Keith Garcia: Ian Robert McKown at Sinfulltration (in Lakewood.)
Did you pick McKown for any reason in particular?
He has done work for a friend of mine, and I've always been impressed with his work. Most importantly, his portraiture skills. Especially since I wanted to have a perfect likeness of her.
Why did you pick this particular image of Heather, er, Nancy?
When we started out, I was going to go for a more iconic tattoo. It was going to be the poster image from the very first film -- Which is (Nancy) with Freddy's glove kind of hanging over her. But Ian suggested, number one, that I do something that other people can't just get. Because anybody can get that poster put on them.
So he found a photo of Freddy and photo of Heather, and we just went back and forth about like, well, what if we did this, and this is happening, and this is happening. And it was actually very fast, considering I got there ready to have it tattooed on me.
How long did it take?
Three and a half hours.
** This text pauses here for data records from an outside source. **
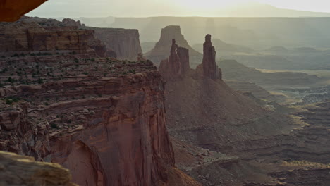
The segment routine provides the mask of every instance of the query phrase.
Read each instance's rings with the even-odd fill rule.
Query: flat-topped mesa
[[[176,44],[181,47],[189,50],[190,58],[195,56],[202,56],[202,54],[191,48],[185,37],[181,33],[180,26],[167,26],[161,29],[161,37],[152,50],[145,54],[145,56],[156,64],[159,64],[162,59],[167,58],[168,49],[171,47],[171,39],[175,39]]]
[[[108,49],[114,51],[119,59],[135,61],[138,54],[142,54],[139,31],[136,29],[84,28],[95,31],[95,37],[102,41]]]
[[[189,69],[189,50],[179,47],[173,39],[169,58],[161,61],[159,72],[166,80],[173,80],[184,75]]]
[[[221,69],[219,68],[216,62],[216,51],[211,42],[211,35],[207,35],[205,42],[203,45],[203,75],[211,79],[221,79]]]

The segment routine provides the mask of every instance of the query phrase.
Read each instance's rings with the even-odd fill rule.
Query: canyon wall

It is my third tattoo, but the first of that size.
What was Heather's reaction when she saw the tattoo?
She loved it. I revealed it during the Q&A, after the screening of her film. It was actually the first thing. I was like, 'before we get into this Q&A, I have something to show you.' She really liked it and even said, 'Oh my god, I want to cry!' I guess no one's really done that before. It's all been the typical Freddy stuff, or in the film (I Am Nancy) there is a woman that has a tattoo of first A Nightmare on Elm Street poster on her leg.
Incidentally, it doesn't really look like her in that poster. So actually going from the photograph of her, I think was just really -- she just loved it. It's the perfect focus of Heather over Freddy, and then the whole "Nancy Boy" thing under it just sort of caps it off, so...(Laughs).
Let's talk about the significance of this character, Nancy, to you in particular. Well, you know, I've been very steeped in horror, like, my whole life. Horror is one of the few genres that has a bunch of rules that basically constitute how people enjoy horror. And one of those in the typical slasher film was the 'final girl'. Nancy as a character, you can't even initially put her as the final girl, per se, because A Nightmare on Elm Street breaks the rules of the slasher film that was really going on at the time.Because of so many aspects -- the whole being that Nancy was never a plain, bookish virgin that was caught in the middle of this thing, and then ends up reacting. In the film, she was proactive and was a big deal to me as a kid when I saw that film. My brother and I used to play Nightmare on Elm Street in the backyard, and I would make him be Freddy, and I would be Nancy. And that didn't seem weird to me (Laughs). That didn't feel one bit off.
Nancy's the hero of the movie, and that translated over the course of -- I mean that's a series that has technically eight films in it -- three of them where she is the heroine. Which is another 'breaks the rules' idea for horror films. Unless you count Halloween, and even then in that film, Laurie Strode is much more of a victim than she is a hero.
For me, over the scope of cinema, if there has ever been one -- of horror cinema -- if there has ever been one character that I ever related to and think is someone I'd like to carry around for the rest of my life, just as a reminder of, you know what, maybe don't succumb to your fears, but just make a plan and get over them -- It would be Nancy Thompson.
Did you get to spend some time with Heather when she was here?Oh yeah, it was amazing having her out here. She was so gracious and fun and sweet. She stayed for three hours after the screening to sign autographs and talk to every person who came. Everyone got a great little Nancy moment after the screening. She was down for it all.
Its one of those things; Heather is totally aware of what place she has at these things. She's moved on from it, but her and her husband run a special effects and makeup company in Los Angeles, one of the best ones. She stays in cinema, but she knows where her place was in all of this, and I think enjoys knowing that people do appreciate it.
I mean, that was the thing about all the fans that came out. Those were fans of Nancy. I'm sure those people loved Nightmare on Elm Street, and probably Freddy too, but they stuck around for all that because that was Nancy.
So it was maybe a little vindication for Nancy.
Yeah, she doesn't have a Nancy doll, but she has her fans. And now someone has a tattoo (Laughs).